Threshold for “service disruption”
If there is an unexpected user-impacting problem that we believe is a platform problem.
- We caused end-user-visible errors in customer applications.
- A platform-owned component such as the dashboard or brokers is giving errors.
- Two or more teams using cloud.gov have reported the same non-trivial problem, which indicates it isn’t just a problem with a customer application.
- AWS or another service we depend on is causing problems for our users.
How soon to post to Status Page
As soon as possible. Goal: at most 15 minutes after the first cloud.gov team member notices the problem.
Who is responsible for posting and updating
- First person on the cloud.gov team who notices a problem is responsible for finding the right people to address it (can include themself), including finding a person with Status Page access to post about it (can include themself).

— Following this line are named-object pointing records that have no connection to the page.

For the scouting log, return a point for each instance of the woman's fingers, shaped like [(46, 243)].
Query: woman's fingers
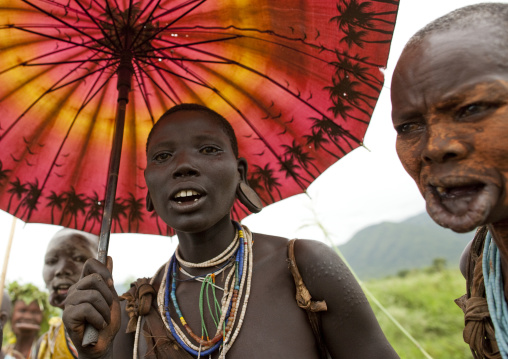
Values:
[(93, 299)]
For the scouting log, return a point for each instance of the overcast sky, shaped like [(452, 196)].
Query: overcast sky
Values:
[(364, 188)]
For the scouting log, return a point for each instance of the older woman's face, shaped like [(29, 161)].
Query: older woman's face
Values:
[(26, 318), (192, 173), (66, 254), (450, 110)]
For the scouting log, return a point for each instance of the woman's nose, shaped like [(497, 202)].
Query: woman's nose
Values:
[(64, 269), (443, 146), (184, 166)]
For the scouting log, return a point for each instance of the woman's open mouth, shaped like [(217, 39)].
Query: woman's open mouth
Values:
[(28, 326), (460, 204), (187, 199), (456, 199)]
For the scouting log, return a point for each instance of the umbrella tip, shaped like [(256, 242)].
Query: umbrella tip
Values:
[(363, 145)]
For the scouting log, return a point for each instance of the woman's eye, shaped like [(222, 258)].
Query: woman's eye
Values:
[(50, 261), (161, 156), (210, 150), (409, 127)]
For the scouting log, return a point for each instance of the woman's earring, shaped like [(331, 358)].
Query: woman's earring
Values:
[(149, 204), (249, 198)]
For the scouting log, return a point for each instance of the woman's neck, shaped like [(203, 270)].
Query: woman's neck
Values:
[(499, 232), (201, 246), (24, 343)]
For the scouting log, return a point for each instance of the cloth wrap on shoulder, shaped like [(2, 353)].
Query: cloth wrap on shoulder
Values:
[(142, 301), (479, 331)]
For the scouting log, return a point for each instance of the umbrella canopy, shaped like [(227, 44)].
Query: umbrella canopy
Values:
[(297, 80)]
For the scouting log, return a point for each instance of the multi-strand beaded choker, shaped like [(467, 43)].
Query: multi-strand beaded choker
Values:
[(229, 314)]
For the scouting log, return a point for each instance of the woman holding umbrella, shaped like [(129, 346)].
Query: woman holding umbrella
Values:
[(225, 291)]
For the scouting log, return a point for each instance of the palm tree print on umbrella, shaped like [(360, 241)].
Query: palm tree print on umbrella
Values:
[(298, 84)]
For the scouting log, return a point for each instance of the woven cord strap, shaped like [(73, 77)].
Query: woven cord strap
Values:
[(304, 301), (141, 301), (479, 330)]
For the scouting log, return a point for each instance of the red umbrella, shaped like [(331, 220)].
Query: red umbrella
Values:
[(298, 81)]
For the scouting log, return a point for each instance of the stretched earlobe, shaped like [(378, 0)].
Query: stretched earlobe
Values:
[(149, 204), (249, 198)]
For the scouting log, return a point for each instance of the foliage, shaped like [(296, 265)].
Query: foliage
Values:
[(387, 248), (29, 293), (422, 302)]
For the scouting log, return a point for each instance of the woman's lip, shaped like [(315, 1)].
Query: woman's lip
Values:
[(463, 209), (29, 326), (187, 206)]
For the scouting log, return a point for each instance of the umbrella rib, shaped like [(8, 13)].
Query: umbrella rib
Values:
[(173, 9), (95, 49), (260, 136), (110, 12), (200, 2), (175, 46), (95, 22), (146, 21), (51, 89), (83, 105), (26, 63), (63, 22), (366, 80), (142, 89), (84, 76), (163, 78), (271, 33), (281, 86), (172, 73)]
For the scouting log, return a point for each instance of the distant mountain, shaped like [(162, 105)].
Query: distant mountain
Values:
[(386, 248)]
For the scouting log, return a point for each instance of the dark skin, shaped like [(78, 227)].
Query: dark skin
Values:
[(5, 313), (65, 256), (450, 110), (26, 322), (189, 151)]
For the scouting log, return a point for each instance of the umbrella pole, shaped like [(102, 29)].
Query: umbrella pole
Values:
[(125, 71), (124, 85), (6, 260)]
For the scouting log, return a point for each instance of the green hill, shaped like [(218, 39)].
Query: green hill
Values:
[(385, 249), (422, 302)]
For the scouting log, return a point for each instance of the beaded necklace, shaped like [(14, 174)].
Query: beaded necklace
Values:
[(491, 266), (238, 279)]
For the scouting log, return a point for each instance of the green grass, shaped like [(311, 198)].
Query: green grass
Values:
[(422, 302)]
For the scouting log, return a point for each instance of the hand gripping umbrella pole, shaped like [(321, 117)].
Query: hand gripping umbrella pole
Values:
[(124, 73)]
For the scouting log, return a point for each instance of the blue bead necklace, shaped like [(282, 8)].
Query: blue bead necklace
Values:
[(209, 346), (494, 290)]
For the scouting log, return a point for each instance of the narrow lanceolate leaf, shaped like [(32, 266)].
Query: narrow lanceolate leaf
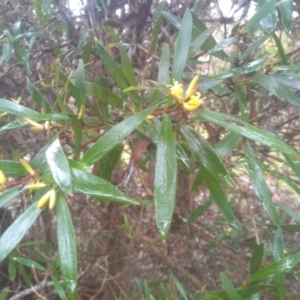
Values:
[(90, 184), (275, 86), (165, 177), (234, 124), (9, 195), (66, 243), (15, 232), (286, 12), (80, 84), (260, 186), (229, 288), (256, 258), (276, 268), (115, 136), (278, 253), (206, 156), (59, 167), (16, 109), (219, 197), (182, 45)]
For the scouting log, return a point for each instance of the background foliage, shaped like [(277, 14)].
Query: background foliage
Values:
[(160, 183)]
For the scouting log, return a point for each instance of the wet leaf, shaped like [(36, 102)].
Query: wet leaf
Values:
[(165, 177)]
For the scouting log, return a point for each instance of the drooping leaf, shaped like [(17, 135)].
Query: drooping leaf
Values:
[(182, 45), (278, 253), (16, 231), (66, 243), (256, 258), (9, 195), (165, 177), (59, 167)]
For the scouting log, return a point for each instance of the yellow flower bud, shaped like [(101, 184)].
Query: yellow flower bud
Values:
[(2, 178), (81, 112), (35, 186), (191, 87), (42, 202), (34, 124), (26, 165)]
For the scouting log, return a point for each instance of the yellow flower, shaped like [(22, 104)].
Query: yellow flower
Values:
[(194, 102), (191, 87), (49, 196), (176, 88), (2, 178)]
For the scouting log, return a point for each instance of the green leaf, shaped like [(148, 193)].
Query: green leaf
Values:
[(38, 97), (90, 184), (164, 66), (66, 243), (12, 168), (259, 15), (295, 165), (229, 288), (80, 84), (206, 156), (234, 124), (59, 166), (199, 211), (276, 268), (165, 177), (286, 13), (260, 186), (10, 195), (58, 288), (77, 128), (290, 212), (256, 258), (29, 263), (241, 97), (16, 109), (115, 136), (219, 197), (15, 232), (267, 23), (280, 49), (182, 45), (278, 253)]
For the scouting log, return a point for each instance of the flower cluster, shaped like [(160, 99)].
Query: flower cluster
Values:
[(191, 99)]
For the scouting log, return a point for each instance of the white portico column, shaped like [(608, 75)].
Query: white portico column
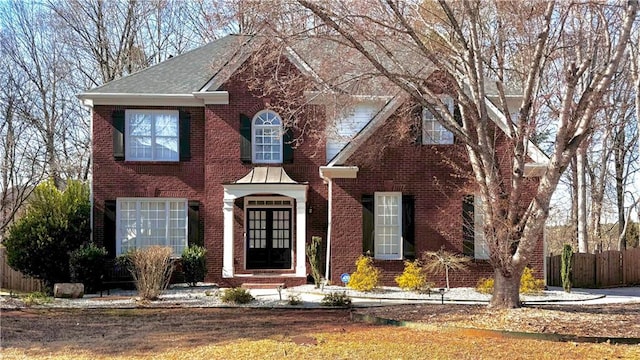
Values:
[(227, 260), (301, 235)]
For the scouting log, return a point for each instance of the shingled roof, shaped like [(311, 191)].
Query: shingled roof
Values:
[(182, 74)]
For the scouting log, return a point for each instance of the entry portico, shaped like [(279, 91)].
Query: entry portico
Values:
[(274, 226)]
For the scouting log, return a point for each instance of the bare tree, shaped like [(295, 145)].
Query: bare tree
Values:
[(477, 45)]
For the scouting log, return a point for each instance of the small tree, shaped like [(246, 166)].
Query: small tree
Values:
[(315, 260), (442, 261), (54, 224), (566, 269)]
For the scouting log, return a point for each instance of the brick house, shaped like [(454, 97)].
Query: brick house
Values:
[(184, 152)]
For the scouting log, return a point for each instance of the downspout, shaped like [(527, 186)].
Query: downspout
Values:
[(329, 214)]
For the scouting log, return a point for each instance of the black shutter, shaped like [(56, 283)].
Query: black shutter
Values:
[(457, 116), (468, 233), (185, 133), (109, 229), (368, 226), (416, 127), (287, 151), (195, 230), (117, 121), (408, 227), (245, 138)]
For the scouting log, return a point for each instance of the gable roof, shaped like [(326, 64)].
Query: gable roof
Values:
[(182, 74), (194, 79)]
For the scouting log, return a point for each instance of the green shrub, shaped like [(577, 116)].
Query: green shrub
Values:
[(294, 299), (529, 285), (413, 278), (194, 264), (566, 267), (237, 296), (151, 268), (36, 298), (366, 277), (87, 265), (336, 299), (315, 259), (54, 224)]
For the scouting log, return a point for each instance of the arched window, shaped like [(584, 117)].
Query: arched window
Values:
[(267, 137)]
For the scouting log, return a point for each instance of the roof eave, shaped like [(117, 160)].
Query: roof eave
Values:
[(133, 99)]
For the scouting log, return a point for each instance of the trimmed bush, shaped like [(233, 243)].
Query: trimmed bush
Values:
[(87, 265), (194, 264), (444, 262), (413, 278), (485, 286), (315, 259), (54, 224), (529, 285), (151, 268), (366, 277), (236, 296), (336, 299)]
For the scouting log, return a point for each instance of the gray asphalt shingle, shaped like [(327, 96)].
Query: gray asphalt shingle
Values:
[(181, 74)]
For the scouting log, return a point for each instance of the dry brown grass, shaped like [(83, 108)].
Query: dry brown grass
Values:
[(260, 334)]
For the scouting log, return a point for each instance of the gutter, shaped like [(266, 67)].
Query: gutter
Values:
[(328, 173)]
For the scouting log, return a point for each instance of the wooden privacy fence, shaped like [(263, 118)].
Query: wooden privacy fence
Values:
[(15, 280), (605, 269)]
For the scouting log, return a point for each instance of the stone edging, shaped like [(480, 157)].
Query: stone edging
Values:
[(370, 319)]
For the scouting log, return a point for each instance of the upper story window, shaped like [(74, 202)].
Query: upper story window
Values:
[(152, 135), (267, 137), (433, 133)]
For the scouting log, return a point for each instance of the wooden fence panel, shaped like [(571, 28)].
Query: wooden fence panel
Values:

- Platform squad person on support rotation should be the first person to begin addressing the technical issue (and the first person for non-platform squad people to ping for help with this). See the platform squad channel topic for the current person.
- A person should explicitly say “I’m taking care of Status Page for this” and continue being responsible for updates until they explicitly hand off that responsibility.
Drafting and approval
- If you’re platform squad: Draft and ping for comms help (Bret, Britta), but if they aren’t available within 5 minutes, just post it.
- If you’re not: Draft and ask platform squad for technical check before posting.
When to close
We close the event when we believe the disruption is no longer affecting customers.
The person with Status Page responsibility is responsible for asking “any objections to closing it?” and closing it if none.
- It’s helpful but not required to write something that’s informative about the resolution as a closing message.
A postmortem is not necessary to close, and it does not have to happen immediately after closing.
Ensure a postmortem happens
The person who closes the event should then put a card on the component-owning squad’s board in the urgent lane about writing and posting a postmortem.